08/07/2019 Comments off

Elia Kazan a écrit l’Arrangement. Puis il a fait un film qui s’appelle pareil. On dit éponyme. Je ne l’ai pas vu mais je doute qu’il restitue le foisonnement de ce roman d’une densité extraordinaire.
Pour moi, l’histoire a commencé lorsque j’ai vu ce triste et magnifique film de sa femme Barbara Loden, Wanda, la fuite d’une d’une femme désespérée dans un paysage et une aventure non moins désespérés. Une superbe dérive. Ce film m’a laissé de profondes traces de mélancolie, il est devenu culte, comme on dit, mais n’a pas eu de succès à sa sortie. Barbara Loden est morte d’un cancer.
Ensuite, j’ai lu l’admirable livre de Nathalie Léger, Supplément à la vie de Barbara Loden, poignant, (voir mon article ici). Et depuis, de loin en loin, je recherche l’Arrangement de Kazan, où il relate, romancée, une grande partie de sa vie, notamment ses rapports avec sa femme et ses péripéties avec une de ses maîtresses dont il tombe fou amoureux. Pour le malheur de tout le monde. Je voulais approcher, moi aussi, Barbara Loden, d’autant plus qu’ensuite, Kazan a réalisé le film dans lequel il raconte leur histoire mais que, horrible frustration, il fait jouer le rôle par une autre alors que Barbara EST le rôle, qu’elle joue admirablement bien. J’apprends que Barbara Loden n’en peut plus de ce mari terriblement macho et que Wand lui permet de le fuir.
Ce que raconte l’Arrangement, c’est tous les petits arrangements que fait le narrateur pour vivre sa vie comme il l’entend. Il suppose que tout le monde en fait autant, qu’il est impossible de vivre sans mentir, sans tricher. Les 200 premières pages sont consacrées à sa maîtresse et sa femme, l’ accident (suicide inconscient ?) qui le fait réfléchir, ses nombreuses rechutes lorsqu’il rompt et qu’il n’aura de cesse de réitérer. Puis arrive la partie sur le père de Kazan, un grec exilé qui a fait de bonnes affaires en vendant des tapis puis qui a tout perdu.
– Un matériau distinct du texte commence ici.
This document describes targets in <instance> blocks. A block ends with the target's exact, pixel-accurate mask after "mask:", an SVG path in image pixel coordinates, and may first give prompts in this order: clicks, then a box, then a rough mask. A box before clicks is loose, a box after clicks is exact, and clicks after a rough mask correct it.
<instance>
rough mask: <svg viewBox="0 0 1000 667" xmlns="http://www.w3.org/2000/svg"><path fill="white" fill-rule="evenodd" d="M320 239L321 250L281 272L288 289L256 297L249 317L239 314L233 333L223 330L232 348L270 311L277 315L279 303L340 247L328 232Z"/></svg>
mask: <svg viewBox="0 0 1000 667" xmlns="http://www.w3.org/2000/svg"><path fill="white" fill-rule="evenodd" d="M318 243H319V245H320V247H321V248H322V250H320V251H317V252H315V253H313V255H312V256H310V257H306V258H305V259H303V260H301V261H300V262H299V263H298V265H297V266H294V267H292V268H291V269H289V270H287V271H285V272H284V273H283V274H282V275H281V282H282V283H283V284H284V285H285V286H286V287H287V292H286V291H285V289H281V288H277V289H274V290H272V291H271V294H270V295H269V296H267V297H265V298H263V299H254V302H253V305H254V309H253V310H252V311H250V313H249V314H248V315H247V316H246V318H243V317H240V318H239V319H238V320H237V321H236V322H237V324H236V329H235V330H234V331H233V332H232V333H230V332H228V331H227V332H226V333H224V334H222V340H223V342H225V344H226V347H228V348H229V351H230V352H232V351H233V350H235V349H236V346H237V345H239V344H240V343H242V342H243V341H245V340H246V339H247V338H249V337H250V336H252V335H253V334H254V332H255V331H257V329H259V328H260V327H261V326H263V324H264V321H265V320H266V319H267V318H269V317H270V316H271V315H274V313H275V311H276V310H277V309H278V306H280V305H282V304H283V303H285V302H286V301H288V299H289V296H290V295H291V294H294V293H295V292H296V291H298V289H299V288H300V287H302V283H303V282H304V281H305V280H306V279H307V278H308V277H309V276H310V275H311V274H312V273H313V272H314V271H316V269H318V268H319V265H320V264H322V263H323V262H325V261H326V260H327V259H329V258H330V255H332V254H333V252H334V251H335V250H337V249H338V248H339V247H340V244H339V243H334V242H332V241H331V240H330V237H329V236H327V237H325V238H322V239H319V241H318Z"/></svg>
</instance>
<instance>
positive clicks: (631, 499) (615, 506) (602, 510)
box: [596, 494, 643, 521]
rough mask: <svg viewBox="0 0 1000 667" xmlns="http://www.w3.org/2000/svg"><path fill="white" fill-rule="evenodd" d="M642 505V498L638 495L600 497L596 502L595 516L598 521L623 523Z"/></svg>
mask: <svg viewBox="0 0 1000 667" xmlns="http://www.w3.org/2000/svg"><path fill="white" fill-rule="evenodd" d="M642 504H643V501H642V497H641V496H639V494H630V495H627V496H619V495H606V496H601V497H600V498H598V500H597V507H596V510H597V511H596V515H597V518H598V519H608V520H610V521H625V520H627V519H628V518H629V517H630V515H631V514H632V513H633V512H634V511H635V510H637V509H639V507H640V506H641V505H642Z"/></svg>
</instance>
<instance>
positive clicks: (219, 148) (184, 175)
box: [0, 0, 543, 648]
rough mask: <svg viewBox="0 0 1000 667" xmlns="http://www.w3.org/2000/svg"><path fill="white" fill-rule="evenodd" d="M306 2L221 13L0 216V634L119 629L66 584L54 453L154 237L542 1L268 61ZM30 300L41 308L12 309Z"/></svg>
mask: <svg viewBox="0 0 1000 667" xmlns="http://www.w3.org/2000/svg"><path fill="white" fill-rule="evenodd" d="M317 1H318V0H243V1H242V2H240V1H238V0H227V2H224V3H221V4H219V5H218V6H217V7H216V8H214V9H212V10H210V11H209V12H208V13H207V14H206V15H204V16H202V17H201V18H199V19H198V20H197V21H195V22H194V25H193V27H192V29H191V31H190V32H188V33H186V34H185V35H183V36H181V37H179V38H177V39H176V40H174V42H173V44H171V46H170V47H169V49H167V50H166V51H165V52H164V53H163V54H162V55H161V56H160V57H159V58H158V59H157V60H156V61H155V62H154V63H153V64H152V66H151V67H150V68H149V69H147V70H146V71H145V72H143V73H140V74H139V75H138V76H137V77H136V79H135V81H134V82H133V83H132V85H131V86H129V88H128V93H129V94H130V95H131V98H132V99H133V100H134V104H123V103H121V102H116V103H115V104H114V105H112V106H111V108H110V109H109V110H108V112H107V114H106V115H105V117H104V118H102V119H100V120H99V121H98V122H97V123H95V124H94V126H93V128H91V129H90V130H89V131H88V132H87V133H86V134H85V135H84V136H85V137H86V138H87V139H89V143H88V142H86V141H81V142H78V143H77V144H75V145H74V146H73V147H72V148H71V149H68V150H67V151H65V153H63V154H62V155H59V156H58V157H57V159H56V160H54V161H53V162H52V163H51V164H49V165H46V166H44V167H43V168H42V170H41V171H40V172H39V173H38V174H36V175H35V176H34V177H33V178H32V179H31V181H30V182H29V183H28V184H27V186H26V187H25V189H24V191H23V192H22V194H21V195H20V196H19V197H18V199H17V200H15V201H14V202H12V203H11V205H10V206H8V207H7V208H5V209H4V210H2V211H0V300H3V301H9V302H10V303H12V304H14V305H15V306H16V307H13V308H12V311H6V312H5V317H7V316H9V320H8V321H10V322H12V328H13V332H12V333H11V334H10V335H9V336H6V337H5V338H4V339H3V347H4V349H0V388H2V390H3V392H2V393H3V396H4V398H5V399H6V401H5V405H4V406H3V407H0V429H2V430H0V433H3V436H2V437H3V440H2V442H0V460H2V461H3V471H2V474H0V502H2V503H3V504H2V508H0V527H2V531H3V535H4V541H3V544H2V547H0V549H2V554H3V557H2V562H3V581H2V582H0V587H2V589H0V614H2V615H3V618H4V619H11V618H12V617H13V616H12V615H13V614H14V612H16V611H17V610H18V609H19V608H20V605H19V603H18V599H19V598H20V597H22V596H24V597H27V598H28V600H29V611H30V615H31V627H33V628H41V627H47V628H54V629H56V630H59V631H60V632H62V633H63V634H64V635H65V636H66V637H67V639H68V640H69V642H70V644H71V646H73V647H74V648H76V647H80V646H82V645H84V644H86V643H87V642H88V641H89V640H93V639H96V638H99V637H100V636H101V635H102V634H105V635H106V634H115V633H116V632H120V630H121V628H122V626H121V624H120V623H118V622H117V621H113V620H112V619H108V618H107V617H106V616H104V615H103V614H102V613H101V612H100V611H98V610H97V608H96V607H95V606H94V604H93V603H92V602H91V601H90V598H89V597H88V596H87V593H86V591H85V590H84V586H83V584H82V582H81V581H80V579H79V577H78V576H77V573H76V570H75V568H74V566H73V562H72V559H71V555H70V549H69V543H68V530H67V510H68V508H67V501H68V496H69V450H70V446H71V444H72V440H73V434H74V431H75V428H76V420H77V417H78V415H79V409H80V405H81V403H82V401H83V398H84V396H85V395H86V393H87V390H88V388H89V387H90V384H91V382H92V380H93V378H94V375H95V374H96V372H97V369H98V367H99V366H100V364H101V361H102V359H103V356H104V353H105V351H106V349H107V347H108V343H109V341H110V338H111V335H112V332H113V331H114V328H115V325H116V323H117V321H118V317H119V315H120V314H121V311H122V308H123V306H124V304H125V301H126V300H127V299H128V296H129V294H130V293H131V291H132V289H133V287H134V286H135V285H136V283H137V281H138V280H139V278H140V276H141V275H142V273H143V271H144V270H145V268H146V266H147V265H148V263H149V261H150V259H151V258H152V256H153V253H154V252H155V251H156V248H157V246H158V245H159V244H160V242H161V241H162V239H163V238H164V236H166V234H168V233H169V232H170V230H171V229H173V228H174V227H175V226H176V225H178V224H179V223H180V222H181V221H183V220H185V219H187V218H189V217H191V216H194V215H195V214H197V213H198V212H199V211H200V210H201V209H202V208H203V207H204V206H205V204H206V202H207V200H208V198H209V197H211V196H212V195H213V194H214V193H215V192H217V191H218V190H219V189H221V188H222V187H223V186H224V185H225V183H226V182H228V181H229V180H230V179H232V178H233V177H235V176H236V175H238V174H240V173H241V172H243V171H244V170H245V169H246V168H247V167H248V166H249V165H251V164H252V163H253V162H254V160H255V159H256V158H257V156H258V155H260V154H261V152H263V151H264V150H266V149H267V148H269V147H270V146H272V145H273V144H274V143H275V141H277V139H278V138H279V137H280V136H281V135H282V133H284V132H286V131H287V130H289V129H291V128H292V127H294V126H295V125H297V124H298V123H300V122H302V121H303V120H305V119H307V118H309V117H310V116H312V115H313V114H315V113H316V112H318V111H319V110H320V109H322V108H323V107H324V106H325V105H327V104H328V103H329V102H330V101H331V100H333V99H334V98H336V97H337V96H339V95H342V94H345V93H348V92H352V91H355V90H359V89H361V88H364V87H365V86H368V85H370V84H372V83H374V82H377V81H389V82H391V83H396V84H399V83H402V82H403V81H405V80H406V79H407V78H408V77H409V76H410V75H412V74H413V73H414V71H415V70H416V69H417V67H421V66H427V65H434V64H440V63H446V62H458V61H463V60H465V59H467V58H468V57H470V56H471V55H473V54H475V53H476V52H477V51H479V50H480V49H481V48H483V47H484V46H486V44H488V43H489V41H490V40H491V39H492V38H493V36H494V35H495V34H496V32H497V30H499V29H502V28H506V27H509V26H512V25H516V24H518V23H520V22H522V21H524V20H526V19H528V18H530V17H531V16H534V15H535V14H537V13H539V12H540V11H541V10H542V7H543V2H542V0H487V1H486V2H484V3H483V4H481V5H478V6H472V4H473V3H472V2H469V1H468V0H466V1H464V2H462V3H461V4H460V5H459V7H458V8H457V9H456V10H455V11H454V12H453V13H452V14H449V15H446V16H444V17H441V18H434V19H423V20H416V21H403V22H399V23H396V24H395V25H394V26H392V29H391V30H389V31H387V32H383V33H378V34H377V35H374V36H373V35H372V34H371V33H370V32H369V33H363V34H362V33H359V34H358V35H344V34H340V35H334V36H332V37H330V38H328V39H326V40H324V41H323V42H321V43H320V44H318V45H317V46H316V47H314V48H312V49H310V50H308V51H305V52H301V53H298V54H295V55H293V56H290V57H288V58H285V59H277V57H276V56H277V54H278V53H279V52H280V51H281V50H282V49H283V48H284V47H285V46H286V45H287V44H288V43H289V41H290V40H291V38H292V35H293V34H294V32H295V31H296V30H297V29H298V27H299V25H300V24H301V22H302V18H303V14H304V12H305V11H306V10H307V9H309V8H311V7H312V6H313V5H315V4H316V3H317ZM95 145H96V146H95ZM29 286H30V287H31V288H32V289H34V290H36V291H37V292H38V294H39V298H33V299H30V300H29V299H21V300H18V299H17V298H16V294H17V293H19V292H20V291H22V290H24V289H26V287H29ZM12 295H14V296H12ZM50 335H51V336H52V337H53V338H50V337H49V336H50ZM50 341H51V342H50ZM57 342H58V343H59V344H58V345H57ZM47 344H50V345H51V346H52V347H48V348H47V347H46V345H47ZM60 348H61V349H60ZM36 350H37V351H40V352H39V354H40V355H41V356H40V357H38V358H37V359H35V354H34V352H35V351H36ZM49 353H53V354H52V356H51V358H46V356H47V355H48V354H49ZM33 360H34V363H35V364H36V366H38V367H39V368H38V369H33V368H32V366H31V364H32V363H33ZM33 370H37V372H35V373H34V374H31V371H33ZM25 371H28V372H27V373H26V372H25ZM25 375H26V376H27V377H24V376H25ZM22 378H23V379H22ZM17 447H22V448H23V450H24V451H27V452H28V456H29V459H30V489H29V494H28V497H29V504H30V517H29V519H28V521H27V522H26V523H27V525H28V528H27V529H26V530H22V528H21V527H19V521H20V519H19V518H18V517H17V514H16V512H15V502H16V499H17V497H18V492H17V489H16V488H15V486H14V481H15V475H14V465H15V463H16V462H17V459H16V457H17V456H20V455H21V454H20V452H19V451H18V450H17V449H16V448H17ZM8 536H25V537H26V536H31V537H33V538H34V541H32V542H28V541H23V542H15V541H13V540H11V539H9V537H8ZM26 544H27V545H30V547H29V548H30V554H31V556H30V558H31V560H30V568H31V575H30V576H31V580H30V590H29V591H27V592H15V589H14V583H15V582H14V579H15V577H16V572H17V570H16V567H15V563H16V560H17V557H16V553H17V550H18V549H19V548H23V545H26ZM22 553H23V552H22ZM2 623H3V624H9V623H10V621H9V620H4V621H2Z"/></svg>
Kazan raconte par le détail les liens plus ou moins lâches et douteux qui le lient à sa famille, ses frères, sa belle-sœur, leurs avocats. Il n’arrête pas de tout larguer, son job hyper bien payé de publicitaire (cf Mad men), sa femme, sa maîtresse, son deuxième job hyper bien payé de chroniqueur cynique. Il n’arrête pas de se détruire par l’alcool, la violence, la mésestime de soi etc. Impossible de résumer cette épopée touffue…
Mais le drôle, c’est que j’ai écumé les librairies pour trouver ce bouquin, épuisé (refusant de céder à Amazon) et que j’ai fini par dénicher chez une jeune bouquiniste installée devant Notre-Dame de Paris encore fumante, qui elle-même venait de trouver ce livre dans un carton, dont elle ne savait quel prix lui accorder. Je lui ai proposé 20 euros qu’elle a acceptés.
Il me reste à voir le film de Kazan pour boucler la boucle…
Et surtout de vous recommander encore le livre de Nathalie Léger, il est vraiment formidable !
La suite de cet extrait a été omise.